Patrick J Sinko
Rutgers, The State University of New Jersey, USA
Patrick J Sinko is a Pharmacist (BS, Rutgers 1982) and a Pharmaceutical Scientist (PhD, University of Michigan 1988). He joined Rutgers, The State University of New Jersey in 1991 and rose through the academic ranks where he is currently a Distinguished Professor (II) and the Parke-Davis Endowed Chair in Pharmaceutics and Drug Delivery in the Ernest Mario School of Pharmacy. He is the Principal Investigator of an active research laboratory that focuses on biopharmaceutics, pharmaceutical formulations and molecular-, nano- and micro-scale drug delivery with specific applications to the treatment or prevention of HIV/AIDS, breast, brain and lung cancer, chemical terrorism countermeasures. He has received prestigious National Institutes of Health FIRST and MERIT awards and his lab has been continuously funded by the NIH for over 25 years.

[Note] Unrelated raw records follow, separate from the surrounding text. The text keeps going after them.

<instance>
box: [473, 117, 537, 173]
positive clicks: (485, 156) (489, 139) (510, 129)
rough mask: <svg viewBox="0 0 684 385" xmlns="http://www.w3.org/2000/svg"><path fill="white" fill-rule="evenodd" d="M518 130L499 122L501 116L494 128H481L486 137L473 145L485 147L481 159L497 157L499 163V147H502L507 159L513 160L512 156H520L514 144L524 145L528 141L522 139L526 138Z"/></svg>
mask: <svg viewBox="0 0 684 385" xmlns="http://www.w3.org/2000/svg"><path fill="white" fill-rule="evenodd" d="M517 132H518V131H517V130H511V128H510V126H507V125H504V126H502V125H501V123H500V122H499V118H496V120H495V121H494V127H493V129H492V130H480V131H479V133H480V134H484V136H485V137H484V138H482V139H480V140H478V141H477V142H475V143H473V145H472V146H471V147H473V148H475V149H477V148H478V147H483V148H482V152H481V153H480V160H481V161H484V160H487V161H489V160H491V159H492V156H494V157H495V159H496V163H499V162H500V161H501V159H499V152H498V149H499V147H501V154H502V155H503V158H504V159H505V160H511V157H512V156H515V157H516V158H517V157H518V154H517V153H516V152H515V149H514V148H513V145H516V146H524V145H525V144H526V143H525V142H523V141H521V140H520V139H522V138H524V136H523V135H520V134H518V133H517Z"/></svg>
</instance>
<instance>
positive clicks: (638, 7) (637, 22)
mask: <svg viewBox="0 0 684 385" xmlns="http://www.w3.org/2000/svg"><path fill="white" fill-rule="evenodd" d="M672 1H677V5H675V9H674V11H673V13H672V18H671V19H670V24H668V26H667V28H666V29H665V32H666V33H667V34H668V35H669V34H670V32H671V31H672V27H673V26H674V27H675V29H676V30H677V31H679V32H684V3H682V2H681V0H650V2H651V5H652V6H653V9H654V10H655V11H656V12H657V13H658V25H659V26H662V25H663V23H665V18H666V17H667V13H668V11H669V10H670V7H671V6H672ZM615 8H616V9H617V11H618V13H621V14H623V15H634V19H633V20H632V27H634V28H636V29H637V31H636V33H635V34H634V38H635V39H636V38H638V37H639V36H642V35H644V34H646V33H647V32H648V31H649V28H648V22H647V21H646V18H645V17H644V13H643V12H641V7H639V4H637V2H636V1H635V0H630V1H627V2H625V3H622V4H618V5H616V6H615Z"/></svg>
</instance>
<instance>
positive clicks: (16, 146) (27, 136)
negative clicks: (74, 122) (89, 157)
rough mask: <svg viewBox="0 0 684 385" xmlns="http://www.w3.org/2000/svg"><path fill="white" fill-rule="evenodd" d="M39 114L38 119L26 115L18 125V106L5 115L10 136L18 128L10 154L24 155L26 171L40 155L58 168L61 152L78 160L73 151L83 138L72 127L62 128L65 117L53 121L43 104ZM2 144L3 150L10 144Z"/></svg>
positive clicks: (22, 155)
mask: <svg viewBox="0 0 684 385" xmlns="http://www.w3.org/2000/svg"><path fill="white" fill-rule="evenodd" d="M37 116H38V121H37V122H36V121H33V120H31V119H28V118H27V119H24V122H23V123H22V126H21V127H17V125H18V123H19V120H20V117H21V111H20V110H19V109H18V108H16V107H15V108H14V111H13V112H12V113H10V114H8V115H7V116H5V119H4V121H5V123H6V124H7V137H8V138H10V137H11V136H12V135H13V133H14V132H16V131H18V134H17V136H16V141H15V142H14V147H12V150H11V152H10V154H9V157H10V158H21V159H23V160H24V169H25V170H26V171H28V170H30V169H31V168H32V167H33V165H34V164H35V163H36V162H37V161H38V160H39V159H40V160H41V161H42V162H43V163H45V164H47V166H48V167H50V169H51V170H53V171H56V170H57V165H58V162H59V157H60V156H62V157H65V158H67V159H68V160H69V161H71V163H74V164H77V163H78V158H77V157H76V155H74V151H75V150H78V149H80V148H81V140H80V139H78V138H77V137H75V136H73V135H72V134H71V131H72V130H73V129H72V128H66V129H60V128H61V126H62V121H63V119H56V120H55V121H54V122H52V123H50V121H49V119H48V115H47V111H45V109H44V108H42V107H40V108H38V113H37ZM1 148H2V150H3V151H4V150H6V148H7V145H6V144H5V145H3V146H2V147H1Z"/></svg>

Ductal carcinoma in situ (DCIS) is a noninvasive breast cancer (BC) with possible microinvasions into the breast stroma. DCIS accounts for more than 16% of new BC diagnoses in women. DCIS progresses to Invasive Ductal Carcinoma (IDC) over time in 39-53% of patients, if left untreated. The vast majority of BC cases originate in the mammary duct. In this presentation, a nanoscale delivery system will be described that utilizes transpapillary delivery to achieve molecularly targeted, pathway-specific therapy in cancerous areas of the mammary duct. Our preliminary results with a nanosuspension of ciclopirox (CPX) in an orthotopic model of BC established the concept that sustained ductal exposure could completely suppress BC occurrence in vivo. For these studies polymeric NPs (nanoparticles) as well as lipid-polymer hybrid (LPH) NPs were the primary delivery vehicles. In order to achieve sustained precision treatment, HER2, transferrin receptor and/or EGFR were targeted using peptide ligands covalently bound to the surface of NPs. Ligand surface densities of 5% and 10% were evaluated and it was found that surface functionalized NPs enhanced binding and uptake into target cells. Cytoxicity was significantly increased with EGFR or TfR targeted NPs as compared to CPX alone or non functionalized CPX-loaded NPs. A synergistic effect was observed when CPX was administered with gedatolisib, a PI3K/Akt/mTOR inhibitor resulting in a dose reduction index of ~6. In addition, the treatments were effective not only in BC cells but also cancer stem-like cells. Our efforts in addition to describing these studies and results, the engineering of the NPs to enhance ductal retention and specificity will also be described.